Repo contents: PromptData, README.md, StatisticalAnalysis
Authors
Marialena Bevilacqua, Kezia Oketch, Ruiyang Qin, Will Stamey, Xinyuan Zhang, Yi Gan, Kai Yang, Ahmed Abbasi
arXiv ID
2309.14488
Category
cs.CL: Computation & Language
Cross-listed
cs.AI
Citations
28
Venue
ACM Trans. Inf. Syst.
Repository
https://github.com/nd-hal/automated-ML-scoring-versus-generation
Last Checked
1 month ago
Abstract
The use of machine learning (ML) models to assess and score textual data has become increasingly pervasive in an array of contexts including natural language processing, information retrieval, search and recommendation, and credibility assessment of online content. A significant disruption at the intersection of ML and text are text-generating large-language models such as generative pre-trained transformers (GPTs).

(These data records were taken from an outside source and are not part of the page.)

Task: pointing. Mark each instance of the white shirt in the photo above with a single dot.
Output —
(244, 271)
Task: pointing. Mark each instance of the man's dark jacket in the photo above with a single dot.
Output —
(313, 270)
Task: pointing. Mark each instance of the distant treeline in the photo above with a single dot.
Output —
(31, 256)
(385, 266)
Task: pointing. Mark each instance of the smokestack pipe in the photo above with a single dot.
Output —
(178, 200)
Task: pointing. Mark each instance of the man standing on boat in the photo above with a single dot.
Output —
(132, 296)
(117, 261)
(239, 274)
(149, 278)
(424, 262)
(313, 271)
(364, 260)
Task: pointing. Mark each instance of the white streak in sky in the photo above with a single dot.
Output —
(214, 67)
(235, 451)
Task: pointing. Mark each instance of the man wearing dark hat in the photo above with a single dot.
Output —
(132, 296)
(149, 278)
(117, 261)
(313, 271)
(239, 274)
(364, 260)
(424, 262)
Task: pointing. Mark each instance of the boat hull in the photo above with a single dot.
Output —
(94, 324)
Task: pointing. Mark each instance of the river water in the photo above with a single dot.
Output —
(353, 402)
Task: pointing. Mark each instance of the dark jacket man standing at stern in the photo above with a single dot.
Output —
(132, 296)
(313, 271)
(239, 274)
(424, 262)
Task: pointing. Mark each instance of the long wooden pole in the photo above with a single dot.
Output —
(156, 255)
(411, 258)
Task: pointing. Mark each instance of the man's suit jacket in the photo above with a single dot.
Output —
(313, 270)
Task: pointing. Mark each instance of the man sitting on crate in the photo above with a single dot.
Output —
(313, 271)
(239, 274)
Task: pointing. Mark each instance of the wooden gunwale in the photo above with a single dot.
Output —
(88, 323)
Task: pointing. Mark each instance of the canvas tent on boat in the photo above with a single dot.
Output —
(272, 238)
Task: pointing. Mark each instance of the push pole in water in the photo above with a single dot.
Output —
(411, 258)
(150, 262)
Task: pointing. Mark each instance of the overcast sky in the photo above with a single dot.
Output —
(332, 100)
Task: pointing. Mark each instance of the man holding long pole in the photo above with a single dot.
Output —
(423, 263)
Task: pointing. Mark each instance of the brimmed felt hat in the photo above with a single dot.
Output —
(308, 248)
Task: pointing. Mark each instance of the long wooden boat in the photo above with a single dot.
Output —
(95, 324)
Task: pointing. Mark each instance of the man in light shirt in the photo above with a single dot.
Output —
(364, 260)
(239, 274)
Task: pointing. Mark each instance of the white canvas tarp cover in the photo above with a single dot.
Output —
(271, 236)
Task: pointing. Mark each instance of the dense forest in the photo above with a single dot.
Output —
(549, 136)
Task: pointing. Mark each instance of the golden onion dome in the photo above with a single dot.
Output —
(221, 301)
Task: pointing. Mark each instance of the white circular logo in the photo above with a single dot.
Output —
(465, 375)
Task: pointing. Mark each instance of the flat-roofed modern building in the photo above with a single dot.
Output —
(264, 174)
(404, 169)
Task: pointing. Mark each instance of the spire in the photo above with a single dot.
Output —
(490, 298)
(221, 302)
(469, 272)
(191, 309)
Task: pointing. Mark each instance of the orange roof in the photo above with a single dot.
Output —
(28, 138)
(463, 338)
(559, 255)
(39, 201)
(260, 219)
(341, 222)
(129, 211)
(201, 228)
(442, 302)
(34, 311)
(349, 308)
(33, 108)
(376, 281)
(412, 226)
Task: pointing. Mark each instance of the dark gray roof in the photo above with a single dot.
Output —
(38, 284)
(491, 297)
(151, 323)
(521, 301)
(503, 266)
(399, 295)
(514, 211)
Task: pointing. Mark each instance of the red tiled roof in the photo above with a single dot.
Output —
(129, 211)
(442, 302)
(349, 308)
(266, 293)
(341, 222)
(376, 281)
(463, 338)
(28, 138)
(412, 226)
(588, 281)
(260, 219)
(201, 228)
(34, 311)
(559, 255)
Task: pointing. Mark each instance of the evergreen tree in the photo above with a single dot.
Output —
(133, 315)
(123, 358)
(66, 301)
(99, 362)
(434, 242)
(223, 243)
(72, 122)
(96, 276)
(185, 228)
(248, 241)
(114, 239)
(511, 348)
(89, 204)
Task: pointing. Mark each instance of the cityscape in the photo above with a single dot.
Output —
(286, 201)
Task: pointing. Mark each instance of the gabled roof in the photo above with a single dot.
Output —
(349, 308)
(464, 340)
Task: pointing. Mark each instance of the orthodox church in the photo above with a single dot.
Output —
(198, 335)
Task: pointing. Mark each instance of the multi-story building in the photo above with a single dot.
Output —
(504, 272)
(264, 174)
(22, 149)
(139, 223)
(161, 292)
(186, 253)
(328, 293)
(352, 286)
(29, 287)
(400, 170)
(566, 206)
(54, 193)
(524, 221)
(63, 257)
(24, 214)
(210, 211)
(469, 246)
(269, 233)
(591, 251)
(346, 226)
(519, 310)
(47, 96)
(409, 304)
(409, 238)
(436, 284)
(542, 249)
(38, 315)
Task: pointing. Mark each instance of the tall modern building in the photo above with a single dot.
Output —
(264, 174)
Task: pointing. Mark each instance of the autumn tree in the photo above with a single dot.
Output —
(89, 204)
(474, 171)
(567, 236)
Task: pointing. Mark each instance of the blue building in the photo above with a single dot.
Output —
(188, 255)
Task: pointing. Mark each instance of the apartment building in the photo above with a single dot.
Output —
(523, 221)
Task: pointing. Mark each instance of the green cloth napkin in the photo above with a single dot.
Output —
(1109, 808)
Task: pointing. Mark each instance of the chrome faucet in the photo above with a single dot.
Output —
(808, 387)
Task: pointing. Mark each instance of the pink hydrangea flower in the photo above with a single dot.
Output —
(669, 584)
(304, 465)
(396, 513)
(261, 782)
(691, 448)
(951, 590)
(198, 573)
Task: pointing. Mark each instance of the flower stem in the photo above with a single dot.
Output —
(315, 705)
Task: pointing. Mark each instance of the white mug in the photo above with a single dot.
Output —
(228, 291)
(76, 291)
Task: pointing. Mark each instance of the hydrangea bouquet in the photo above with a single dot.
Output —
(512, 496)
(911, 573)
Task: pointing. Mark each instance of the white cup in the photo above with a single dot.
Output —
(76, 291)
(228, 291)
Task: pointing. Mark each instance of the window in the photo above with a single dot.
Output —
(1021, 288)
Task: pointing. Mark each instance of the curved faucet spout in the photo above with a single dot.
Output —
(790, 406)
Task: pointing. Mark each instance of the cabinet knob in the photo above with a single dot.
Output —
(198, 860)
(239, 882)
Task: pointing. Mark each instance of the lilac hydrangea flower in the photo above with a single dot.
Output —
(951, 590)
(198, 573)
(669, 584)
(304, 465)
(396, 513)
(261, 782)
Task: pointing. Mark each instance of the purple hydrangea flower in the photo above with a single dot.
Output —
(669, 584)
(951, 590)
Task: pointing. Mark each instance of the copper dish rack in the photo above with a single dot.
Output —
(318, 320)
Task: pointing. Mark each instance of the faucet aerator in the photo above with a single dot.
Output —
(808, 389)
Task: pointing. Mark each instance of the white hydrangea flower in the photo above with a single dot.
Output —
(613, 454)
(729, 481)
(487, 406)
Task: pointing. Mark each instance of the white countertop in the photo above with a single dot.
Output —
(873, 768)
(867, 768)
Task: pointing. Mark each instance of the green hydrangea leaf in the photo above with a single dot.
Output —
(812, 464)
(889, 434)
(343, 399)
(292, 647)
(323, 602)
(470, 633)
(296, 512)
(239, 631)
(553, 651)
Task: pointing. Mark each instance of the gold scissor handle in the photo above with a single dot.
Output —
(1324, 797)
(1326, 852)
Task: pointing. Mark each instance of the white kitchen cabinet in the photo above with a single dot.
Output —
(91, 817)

We empirically assess the differences in how ML-based scoring models trained on human content assess the quality of content generated by humans versus GPTs. To do so, we propose an analysis framework that encompasses essay scoring ML-models, human and ML-generated essays, and a statistical model that parsimoniously considers the impact of type of respondent, prompt genre, and the ML model used for assessment model. A rich testbed is utilized that encompasses 18,460 human-generated and GPT-based essays. Results of our benchmark analysis reveal that transformer pretrained language models (PLMs) more accurately score human essay quality as compared to CNN/RNN and feature-based ML methods. Interestingly, we find that the transformer PLMs tend to score GPT-generated text 10-15\% higher on average, relative to human-authored documents. Conversely, traditional deep learning and feature-based ML models score human text considerably higher. Further analysis reveals that although the transformer PLMs are exclusively fine-tuned on human text, they more prominently attend to certain tokens appearing only in GPT-generated text, possibly due to familiarity/overlap in pre-training. Our framework and results have implications for text classification settings where automated scoring of text is likely to be disrupted by generative AI.